# Demo - PII Chekcer

In this demo, we show how to create a chain using Azure OpenAI service to prevent exposure of PII information.

We are creating a process which uses Azure OpenAI to self-evaluate the answer, identify potential PII information and remediate before the answer is returned to end user.

# Generate Summaries for extracted documents

In this demo, we show how to generate one summary for a large document. The answer generated will likely include some PII data like address or phone number.


## Step 1: Generate a summary from existing large document

In [2]:
import json
from langchain.llms import AzureOpenAI
from langchain.chains.summarize import load_summarize_chain
from langchain.docstore.document import Document
import os
from dotenv import load_dotenv

load_dotenv()
file = 'data/SAMPLE-RESIDENTIAL-REPORT.json'

llm = AzureOpenAI(temperature=0, deployment_name=os.getenv('DEPLOYMENT_NAME'), max_tokens=1000)

with open(file) as f:
    file_json = json.loads(f.read())

docs = [Document(page_content = page['page_content']) for page in file_json['content']]


In [3]:
from langchain.prompts import PromptTemplate
prompt_template = """Below is a environmental analysis report, review the details and summerize claim details, cost and action plan:


"{text}"


CONCISE SUMMARY:"""
PROMPT = PromptTemplate(template=prompt_template, input_variables=["text"])
summary_chain = load_summarize_chain(llm, 
                             chain_type="map_reduce", 
                             map_prompt=PROMPT, 
                             combine_prompt=PROMPT)
summary_response = summary_chain({"input_documents": docs}, return_only_outputs=True)
print(summary_response['output_text'])

 Kaizen Safety Solutions, LLC conducted an environmental analysis of 123 Main Street, a single family residence that had been damaged by a fire. The analysis found that the air quality was within acceptable limits, but that there were elevated levels of asbestos and lead present in the soil. The estimated cost of the project is $25,000, and the action plan includes the removal and replacement of the soil, as well as monitoring of the area for asbestos and lead levels.

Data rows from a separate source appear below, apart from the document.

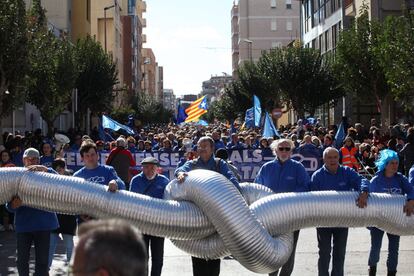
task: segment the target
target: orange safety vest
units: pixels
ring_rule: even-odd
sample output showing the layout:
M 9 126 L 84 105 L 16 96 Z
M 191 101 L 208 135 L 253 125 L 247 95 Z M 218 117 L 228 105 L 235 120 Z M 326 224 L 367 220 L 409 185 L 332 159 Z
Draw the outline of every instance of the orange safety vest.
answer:
M 358 170 L 360 165 L 355 157 L 357 152 L 358 149 L 356 147 L 353 147 L 351 151 L 349 151 L 346 147 L 342 147 L 342 165 Z

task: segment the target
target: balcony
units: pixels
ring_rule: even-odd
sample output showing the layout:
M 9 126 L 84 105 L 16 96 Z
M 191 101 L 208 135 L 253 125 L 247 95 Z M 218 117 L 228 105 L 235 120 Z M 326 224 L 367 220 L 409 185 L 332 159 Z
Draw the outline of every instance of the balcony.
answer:
M 141 10 L 141 12 L 147 12 L 147 2 L 145 1 L 139 1 L 138 7 Z
M 147 43 L 147 35 L 142 34 L 142 43 Z

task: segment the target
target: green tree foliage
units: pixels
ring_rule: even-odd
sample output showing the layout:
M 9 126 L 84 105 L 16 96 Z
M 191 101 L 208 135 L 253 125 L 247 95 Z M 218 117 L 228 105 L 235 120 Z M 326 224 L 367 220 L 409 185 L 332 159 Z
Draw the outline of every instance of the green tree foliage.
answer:
M 151 123 L 168 123 L 173 119 L 173 111 L 164 108 L 161 102 L 147 94 L 139 94 L 134 104 L 136 118 L 144 125 Z
M 35 8 L 36 3 L 35 1 Z M 44 11 L 35 18 L 44 18 Z M 31 11 L 32 16 L 35 11 Z M 32 24 L 37 27 L 33 27 Z M 72 45 L 58 39 L 47 30 L 42 22 L 31 22 L 29 47 L 29 82 L 26 100 L 35 105 L 48 126 L 53 130 L 54 120 L 61 114 L 71 100 L 76 79 L 76 64 Z M 43 26 L 43 27 L 41 27 Z
M 262 59 L 283 104 L 293 108 L 299 118 L 306 113 L 314 116 L 318 107 L 334 105 L 344 94 L 329 59 L 324 59 L 318 50 L 276 48 Z
M 414 13 L 385 20 L 377 55 L 395 99 L 412 109 L 414 95 Z
M 209 122 L 213 122 L 214 119 L 232 121 L 237 117 L 244 118 L 246 109 L 252 106 L 253 94 L 250 96 L 242 91 L 240 82 L 234 81 L 225 89 L 223 95 L 209 106 L 203 118 Z
M 111 110 L 113 87 L 118 83 L 112 57 L 90 36 L 78 40 L 75 52 L 79 72 L 76 80 L 79 118 L 84 118 L 88 108 L 95 114 Z
M 244 118 L 246 109 L 253 106 L 253 95 L 264 110 L 285 105 L 304 118 L 321 105 L 334 105 L 344 94 L 329 60 L 313 49 L 273 49 L 257 63 L 243 64 L 238 73 L 239 79 L 213 105 L 218 119 Z
M 355 24 L 342 32 L 336 51 L 336 69 L 345 89 L 359 100 L 376 102 L 385 111 L 385 100 L 390 97 L 384 67 L 378 56 L 382 26 L 369 20 L 367 7 L 360 11 Z M 381 112 L 385 121 L 385 112 Z
M 24 102 L 28 69 L 26 34 L 24 1 L 0 1 L 0 118 Z

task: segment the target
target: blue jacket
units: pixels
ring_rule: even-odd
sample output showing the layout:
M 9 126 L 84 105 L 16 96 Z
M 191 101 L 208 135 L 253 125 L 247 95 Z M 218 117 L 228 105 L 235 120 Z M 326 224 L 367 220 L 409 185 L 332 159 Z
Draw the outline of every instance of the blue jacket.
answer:
M 49 169 L 48 172 L 56 173 L 52 169 Z M 27 206 L 13 209 L 9 203 L 6 204 L 6 208 L 10 212 L 15 213 L 14 224 L 17 233 L 51 231 L 59 228 L 56 213 L 46 212 Z
M 277 158 L 260 168 L 255 183 L 262 184 L 275 193 L 307 192 L 310 178 L 305 167 L 293 159 L 280 163 Z
M 237 180 L 233 172 L 230 170 L 229 166 L 227 166 L 227 163 L 224 160 L 220 159 L 217 166 L 216 161 L 214 160 L 214 155 L 210 157 L 207 163 L 204 163 L 203 160 L 201 160 L 201 158 L 189 160 L 185 162 L 184 165 L 177 168 L 174 172 L 174 175 L 177 176 L 179 172 L 189 172 L 195 169 L 204 169 L 218 172 L 224 175 L 227 179 L 229 179 L 234 184 L 234 186 L 236 186 L 237 189 L 239 189 L 240 191 L 239 181 Z
M 125 183 L 122 181 L 113 167 L 107 165 L 98 165 L 95 169 L 89 170 L 86 167 L 75 172 L 73 176 L 83 178 L 87 181 L 108 185 L 109 181 L 115 180 L 119 190 L 125 190 Z
M 223 141 L 221 140 L 214 140 L 214 149 L 218 150 L 218 149 L 225 149 L 226 146 L 224 145 Z
M 313 173 L 311 191 L 364 191 L 368 192 L 368 180 L 355 170 L 339 165 L 336 174 L 328 171 L 325 165 Z
M 369 190 L 372 193 L 407 195 L 407 200 L 414 199 L 414 187 L 401 173 L 386 177 L 384 171 L 377 172 L 371 179 Z
M 148 180 L 144 173 L 141 172 L 132 178 L 129 190 L 134 193 L 162 199 L 168 182 L 168 178 L 161 174 L 157 174 L 154 179 Z
M 237 141 L 236 144 L 234 144 L 233 142 L 228 142 L 226 145 L 226 149 L 245 149 L 247 148 L 245 144 L 243 144 L 240 141 Z

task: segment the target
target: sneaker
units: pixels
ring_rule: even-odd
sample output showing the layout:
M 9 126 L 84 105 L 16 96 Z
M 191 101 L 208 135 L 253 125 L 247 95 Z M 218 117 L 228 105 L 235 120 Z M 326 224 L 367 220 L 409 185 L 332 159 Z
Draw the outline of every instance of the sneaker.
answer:
M 14 225 L 13 224 L 9 224 L 9 228 L 7 230 L 8 231 L 14 231 Z
M 4 228 L 2 224 L 0 224 L 0 232 L 4 232 L 4 231 L 6 231 L 6 228 Z

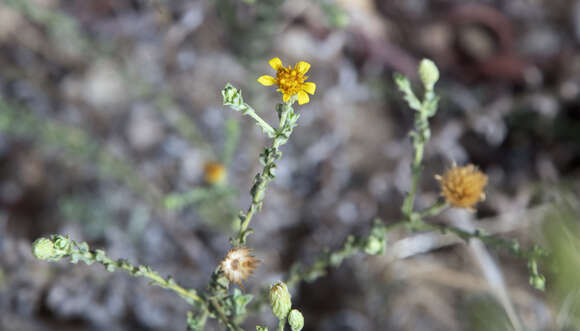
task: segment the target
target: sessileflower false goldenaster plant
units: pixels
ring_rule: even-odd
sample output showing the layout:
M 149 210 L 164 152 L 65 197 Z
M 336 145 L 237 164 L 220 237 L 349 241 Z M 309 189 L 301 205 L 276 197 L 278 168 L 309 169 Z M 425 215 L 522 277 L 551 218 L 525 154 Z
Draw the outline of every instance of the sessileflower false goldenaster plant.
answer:
M 299 105 L 308 103 L 310 101 L 308 94 L 313 95 L 316 91 L 315 83 L 306 82 L 308 79 L 306 73 L 310 69 L 309 63 L 300 61 L 294 67 L 284 67 L 282 61 L 276 57 L 270 60 L 270 66 L 276 70 L 276 77 L 264 75 L 258 78 L 258 82 L 266 86 L 275 84 L 278 86 L 278 91 L 282 93 L 282 103 L 276 105 L 275 108 L 279 120 L 277 127 L 271 126 L 254 108 L 244 102 L 241 90 L 230 84 L 222 90 L 223 104 L 254 119 L 262 131 L 271 138 L 271 144 L 260 154 L 262 169 L 255 175 L 250 189 L 250 206 L 239 213 L 236 233 L 230 238 L 231 247 L 225 259 L 216 266 L 205 289 L 198 291 L 184 288 L 173 278 L 162 277 L 150 267 L 133 265 L 124 259 L 113 260 L 104 251 L 91 250 L 86 243 L 76 242 L 68 236 L 52 235 L 48 238 L 37 239 L 33 243 L 34 255 L 38 259 L 47 261 L 66 258 L 71 263 L 96 262 L 102 264 L 110 272 L 124 270 L 132 276 L 147 278 L 152 284 L 175 292 L 191 305 L 192 312 L 189 312 L 187 316 L 189 330 L 203 330 L 210 318 L 218 320 L 228 330 L 243 330 L 241 325 L 248 313 L 248 303 L 254 297 L 244 293 L 242 282 L 256 271 L 259 263 L 248 248 L 247 239 L 253 232 L 250 222 L 260 212 L 267 196 L 268 184 L 276 177 L 276 163 L 282 157 L 280 148 L 288 142 L 294 128 L 298 125 L 300 115 L 295 112 L 294 103 L 296 101 Z M 475 166 L 453 166 L 443 176 L 437 176 L 441 184 L 443 199 L 423 210 L 415 209 L 414 200 L 423 169 L 424 148 L 431 136 L 429 119 L 435 116 L 439 100 L 434 91 L 439 79 L 439 71 L 435 64 L 430 60 L 423 60 L 418 71 L 425 93 L 422 100 L 415 96 L 411 83 L 406 77 L 395 76 L 395 82 L 403 92 L 404 99 L 415 111 L 415 127 L 410 133 L 413 142 L 412 181 L 401 208 L 402 219 L 392 223 L 375 219 L 368 236 L 349 235 L 339 249 L 325 251 L 310 266 L 298 264 L 291 267 L 285 277 L 285 282 L 277 282 L 269 288 L 264 287 L 262 295 L 252 306 L 259 309 L 269 298 L 272 313 L 278 319 L 277 331 L 283 331 L 287 325 L 290 326 L 291 331 L 300 331 L 304 327 L 304 316 L 292 306 L 290 295 L 290 291 L 298 282 L 313 281 L 324 276 L 329 267 L 340 266 L 345 258 L 357 252 L 369 255 L 382 254 L 387 245 L 387 234 L 396 227 L 407 228 L 410 231 L 449 232 L 465 241 L 479 239 L 490 247 L 507 250 L 528 261 L 530 284 L 538 289 L 543 289 L 545 286 L 545 278 L 538 271 L 538 261 L 546 253 L 539 247 L 534 246 L 532 249 L 525 250 L 515 240 L 498 238 L 483 231 L 469 232 L 427 221 L 429 217 L 440 214 L 450 205 L 473 210 L 476 204 L 484 198 L 487 176 Z M 226 169 L 223 164 L 216 162 L 206 164 L 207 183 L 219 186 L 225 177 Z M 230 286 L 232 283 L 238 285 L 243 291 L 236 287 L 232 288 Z M 256 329 L 268 330 L 263 326 L 257 326 Z

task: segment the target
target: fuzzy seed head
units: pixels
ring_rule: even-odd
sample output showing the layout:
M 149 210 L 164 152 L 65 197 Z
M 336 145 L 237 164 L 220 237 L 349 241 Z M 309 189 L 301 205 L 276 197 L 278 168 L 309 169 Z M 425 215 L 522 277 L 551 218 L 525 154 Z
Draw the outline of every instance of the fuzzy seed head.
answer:
M 453 167 L 443 175 L 435 176 L 441 185 L 441 195 L 452 206 L 474 210 L 473 207 L 485 200 L 487 176 L 474 165 Z
M 239 247 L 228 252 L 220 267 L 230 282 L 243 288 L 242 281 L 252 275 L 259 262 L 260 260 L 251 255 L 249 248 Z

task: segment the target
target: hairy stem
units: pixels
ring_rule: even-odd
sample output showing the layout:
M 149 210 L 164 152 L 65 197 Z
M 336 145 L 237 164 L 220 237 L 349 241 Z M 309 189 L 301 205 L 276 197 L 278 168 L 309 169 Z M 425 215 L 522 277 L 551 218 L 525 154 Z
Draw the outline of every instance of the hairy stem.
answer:
M 253 216 L 262 209 L 262 201 L 264 199 L 266 188 L 270 181 L 275 178 L 276 161 L 282 157 L 279 148 L 288 141 L 295 126 L 297 115 L 293 113 L 294 110 L 292 109 L 294 101 L 294 98 L 292 98 L 289 102 L 278 105 L 280 123 L 278 129 L 275 130 L 275 136 L 272 140 L 271 147 L 266 148 L 260 155 L 263 164 L 262 171 L 256 175 L 254 178 L 254 184 L 250 189 L 252 197 L 250 207 L 245 214 L 240 213 L 240 229 L 237 236 L 232 240 L 233 246 L 245 245 L 246 237 L 251 233 L 251 230 L 249 229 L 250 222 L 252 221 Z M 291 115 L 294 115 L 294 121 L 293 123 L 288 123 L 288 118 Z
M 256 122 L 258 122 L 258 125 L 264 129 L 264 131 L 266 131 L 266 133 L 269 134 L 274 134 L 276 132 L 276 130 L 274 130 L 274 128 L 268 124 L 266 121 L 264 121 L 260 115 L 258 115 L 256 113 L 256 111 L 252 108 L 250 108 L 251 111 L 248 111 L 246 113 L 246 115 L 250 116 L 251 118 L 253 118 L 254 120 L 256 120 Z
M 286 319 L 285 318 L 278 320 L 278 328 L 276 330 L 277 331 L 284 331 L 285 326 L 286 326 Z
M 132 276 L 147 278 L 154 285 L 174 291 L 191 305 L 205 305 L 205 300 L 195 290 L 185 289 L 177 284 L 172 277 L 165 279 L 148 266 L 135 266 L 124 259 L 113 260 L 107 256 L 105 251 L 99 249 L 91 250 L 87 243 L 78 243 L 66 236 L 52 235 L 50 239 L 40 238 L 34 242 L 33 251 L 37 258 L 43 260 L 58 261 L 63 258 L 70 258 L 70 262 L 75 264 L 79 261 L 83 261 L 88 265 L 95 262 L 100 263 L 109 272 L 121 269 Z

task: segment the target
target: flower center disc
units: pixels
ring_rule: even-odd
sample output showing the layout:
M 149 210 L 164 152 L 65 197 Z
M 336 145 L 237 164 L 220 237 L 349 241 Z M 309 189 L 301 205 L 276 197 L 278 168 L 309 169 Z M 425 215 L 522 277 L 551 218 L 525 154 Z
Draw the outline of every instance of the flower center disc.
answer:
M 304 85 L 304 75 L 292 68 L 281 68 L 276 74 L 277 85 L 284 94 L 294 95 Z

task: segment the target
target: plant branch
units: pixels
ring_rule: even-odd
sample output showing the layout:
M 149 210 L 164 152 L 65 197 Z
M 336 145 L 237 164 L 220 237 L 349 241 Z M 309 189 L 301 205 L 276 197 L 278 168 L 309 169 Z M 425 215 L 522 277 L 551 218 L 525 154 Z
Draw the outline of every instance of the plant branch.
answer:
M 276 130 L 264 121 L 260 115 L 256 113 L 254 108 L 244 102 L 242 97 L 242 91 L 233 87 L 231 84 L 226 84 L 222 90 L 222 97 L 224 101 L 224 106 L 229 106 L 235 111 L 239 111 L 244 115 L 248 115 L 256 121 L 256 124 L 262 129 L 262 131 L 268 135 L 270 138 L 276 136 Z
M 33 244 L 33 252 L 37 258 L 42 260 L 59 261 L 63 258 L 69 258 L 73 264 L 79 261 L 88 265 L 95 262 L 100 263 L 108 272 L 121 269 L 131 276 L 147 278 L 151 280 L 153 285 L 174 291 L 190 305 L 205 305 L 205 300 L 195 290 L 185 289 L 177 284 L 172 277 L 165 279 L 151 267 L 144 265 L 134 266 L 124 259 L 113 260 L 107 256 L 105 251 L 100 249 L 91 250 L 86 242 L 78 243 L 69 239 L 68 236 L 52 235 L 50 239 L 39 238 Z
M 226 85 L 226 88 L 222 91 L 224 96 L 224 105 L 228 105 L 235 110 L 240 110 L 252 116 L 256 115 L 253 109 L 243 102 L 241 91 L 237 90 L 231 85 Z M 300 115 L 294 112 L 292 104 L 296 101 L 296 97 L 292 97 L 288 102 L 283 104 L 278 104 L 276 111 L 278 112 L 278 118 L 280 123 L 278 129 L 274 130 L 269 125 L 262 126 L 263 131 L 271 138 L 272 144 L 269 148 L 265 148 L 262 154 L 260 154 L 260 161 L 263 165 L 262 171 L 259 172 L 254 177 L 254 183 L 250 189 L 250 194 L 252 197 L 252 202 L 248 210 L 239 213 L 240 229 L 238 234 L 231 239 L 232 246 L 243 246 L 246 244 L 247 236 L 252 232 L 249 228 L 250 222 L 254 214 L 262 209 L 262 201 L 266 193 L 266 188 L 270 181 L 276 177 L 276 161 L 282 157 L 282 152 L 280 151 L 280 146 L 288 142 L 292 131 L 297 125 L 298 118 Z M 250 111 L 251 110 L 251 111 Z M 257 116 L 257 115 L 256 115 Z

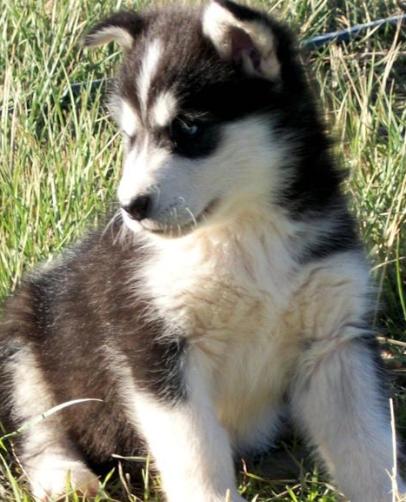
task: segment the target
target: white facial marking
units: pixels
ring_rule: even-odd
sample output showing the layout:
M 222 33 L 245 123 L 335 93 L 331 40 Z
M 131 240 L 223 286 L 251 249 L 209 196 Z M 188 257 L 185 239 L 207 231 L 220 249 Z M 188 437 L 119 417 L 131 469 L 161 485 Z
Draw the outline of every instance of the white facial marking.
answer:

## Step 2: We review the summary and identify any PII data

In this step, we ask GPT model to evaluate the answer generated in previous step.

In [4]:
from langchain.prompts import PromptTemplate
from langchain.chains.llm import LLMChain
pii_prompt_template = """Review following text and create a bullet list of any personally identifiable information (PII) such as names, addresses, phone numbers, email addresses, social security numbers, or any other information that could be used to identify an individual.


"{text}"

PII LIST:"""
PII_PROMPT = PromptTemplate(template=pii_prompt_template, input_variables=["text"])
pii_chain = LLMChain(llm=llm, 
                     prompt=PII_PROMPT, 
                     verbose=False,
                     output_key='PII')
response = pii_chain.predict(text=summary_response['output_text'])
print(response)


- 123 Main Street (address)


## Final Step: We revise the summary and redact PII information from the summary

This is remediation step, where we ask GPT to rewrite the answer and remove the PII data identified in the previous steps.

In [5]:
final_prompt_template = """Use the PII list, redact all PII information in the summary and rewrite the summary:


Summary:
"{text}"

PII List:
"{PII}"

REWRITTEN SUMMARY:"""
FINAL_PROMPT = PromptTemplate(template=final_prompt_template, input_variables=["text", "PII"])
final_chain = LLMChain(llm=llm, 
                     prompt=FINAL_PROMPT, 
                     output_key='revised_summary',
                     verbose=False)
revise_summary = final_chain.predict(text=summary_response['output_text'], PII=response)
print(revise_summary)


Kaizen Safety Solutions, LLC conducted an environmental analysis of a single family residence that had been damaged by a fire. The analysis found that the air quality was within acceptable limits, but that there were elevated levels of asbestos and lead present in the soil. The estimated cost of the project is $25,000, and the action plan includes the removal and replacement of the soil, as well as monitoring of the area for asbestos and lead levels.